Saturday, November 21, 2015

Getting Rid of the Annual Performance Evaluation
Sounds outrageous doesn't it.   No more annual evaluations.  Think of it!  There's a rationale behind this seemingly over-the-top recommendation.  The rationale is that when it comes to improving the performance of employees, and after all that is what it's all about, the annual performance evaluation is not where we should spend our time and energy.  Here's why.

1.  The communication during the typical performance evaluation is confusing.  It's 50 minutes of how great the employee is doing, followed by ten minutes of,  "but there is one other thing...."  And guess what, the employee walks out only remembering the negative comment.

2.  Annual performance evaluations serve a limited instructive function.  They are a requirement of a bureaucracy.  They are not an opportunity for teaching.  They are simply a review of performance over a period of time and normally that period of time is the 30 days before the supervisor wrote the evaluation;  that's the period of time that the supervisor can most readily recall, even though the evaluation is supposed to cover a year.  

3.  The annual performance evaluation too often is not done in a context of a positive relationship between supervisor and employee.  So the entire conversation is ripe for misunderstandings to occur.  (see the YouTube video in our current Newsletter for an example of misunderstandings).  It's not a positive relationship because the supervisor has made only minimal investment in building a relationship.  

4.  Annual performance evaluations are not done on time or done at all.  Not unusual to hear about organizations where a heavy majority of employees have never had a performance evaluation.  And sometimes the more senior level supervisors are the most negligent in carrying out this responsibility.

5.  The annual performance review has too many surprises; usually surprises about their performance which has not met expectations.   This means that employees have been working with the mistaken impression that their performance was at least "ok".  

So what is the option?  What both employees and supervisors need is regular, frequent performance feedback - daily if necessary.  New employees need daily feedback, more experienced, normally, less frequently.  This requires the full range of leadership skills in order to be done competently:   time management so that time for feedback is available; a commitment to the development and success of employees;  the ability to communicate good news and bad news with clarity, to mention just a few.
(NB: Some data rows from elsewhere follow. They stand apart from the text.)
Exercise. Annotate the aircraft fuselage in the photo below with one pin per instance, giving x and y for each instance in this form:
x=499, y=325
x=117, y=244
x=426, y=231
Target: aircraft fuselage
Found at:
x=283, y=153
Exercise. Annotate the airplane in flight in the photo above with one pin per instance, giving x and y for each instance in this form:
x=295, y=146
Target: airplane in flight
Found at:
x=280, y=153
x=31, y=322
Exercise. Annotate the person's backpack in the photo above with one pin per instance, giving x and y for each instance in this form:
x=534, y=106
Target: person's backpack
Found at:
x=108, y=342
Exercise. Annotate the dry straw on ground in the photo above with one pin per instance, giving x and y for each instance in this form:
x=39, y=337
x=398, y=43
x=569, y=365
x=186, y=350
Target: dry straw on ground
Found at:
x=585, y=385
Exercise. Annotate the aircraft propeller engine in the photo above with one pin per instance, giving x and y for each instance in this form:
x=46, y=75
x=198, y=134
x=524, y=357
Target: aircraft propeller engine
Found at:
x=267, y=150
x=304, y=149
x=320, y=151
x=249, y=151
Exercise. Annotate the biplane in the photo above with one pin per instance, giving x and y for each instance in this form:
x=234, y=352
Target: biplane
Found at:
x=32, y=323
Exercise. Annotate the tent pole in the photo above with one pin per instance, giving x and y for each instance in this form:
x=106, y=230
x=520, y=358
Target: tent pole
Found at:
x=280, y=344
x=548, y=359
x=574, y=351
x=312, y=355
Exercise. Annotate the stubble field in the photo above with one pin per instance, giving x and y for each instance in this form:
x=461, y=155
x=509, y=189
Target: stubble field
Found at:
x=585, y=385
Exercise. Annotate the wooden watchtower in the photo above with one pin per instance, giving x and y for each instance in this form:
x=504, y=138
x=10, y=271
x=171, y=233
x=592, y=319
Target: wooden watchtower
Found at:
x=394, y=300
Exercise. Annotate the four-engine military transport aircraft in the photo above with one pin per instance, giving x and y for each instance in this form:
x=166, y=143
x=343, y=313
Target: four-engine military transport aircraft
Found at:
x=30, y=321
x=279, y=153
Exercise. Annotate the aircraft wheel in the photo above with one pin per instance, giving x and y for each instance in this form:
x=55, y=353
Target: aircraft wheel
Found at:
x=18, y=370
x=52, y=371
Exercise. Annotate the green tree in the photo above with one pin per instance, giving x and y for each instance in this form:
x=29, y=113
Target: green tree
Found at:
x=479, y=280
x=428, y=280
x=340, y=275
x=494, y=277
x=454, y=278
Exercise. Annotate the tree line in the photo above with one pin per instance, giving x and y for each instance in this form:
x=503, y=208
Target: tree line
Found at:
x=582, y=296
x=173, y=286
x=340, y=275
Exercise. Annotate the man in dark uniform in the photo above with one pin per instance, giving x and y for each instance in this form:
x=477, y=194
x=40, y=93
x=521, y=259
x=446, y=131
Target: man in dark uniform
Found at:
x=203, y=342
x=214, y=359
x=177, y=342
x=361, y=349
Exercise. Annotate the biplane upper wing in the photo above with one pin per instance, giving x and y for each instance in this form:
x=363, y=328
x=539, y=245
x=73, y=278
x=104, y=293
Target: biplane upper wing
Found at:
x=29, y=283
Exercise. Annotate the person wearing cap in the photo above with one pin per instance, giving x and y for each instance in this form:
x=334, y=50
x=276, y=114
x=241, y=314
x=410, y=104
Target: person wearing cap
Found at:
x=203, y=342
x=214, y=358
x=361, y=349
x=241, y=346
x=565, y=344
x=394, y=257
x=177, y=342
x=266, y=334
Let's get good at performance feedback. Begin by having frequent 1:1 meetings.  No, a 1:1 meeting is not chit-chat in the hallway.   Let's learn about how our employees learn and improve their performance; it'll be a little different for each.    Let's learn to teach;  see what John Maxwell says about equipping employees for success.   Stop playing 'sink or swim' with our employees and then telling them at the end of the year, if they last that long,  that they are drowning.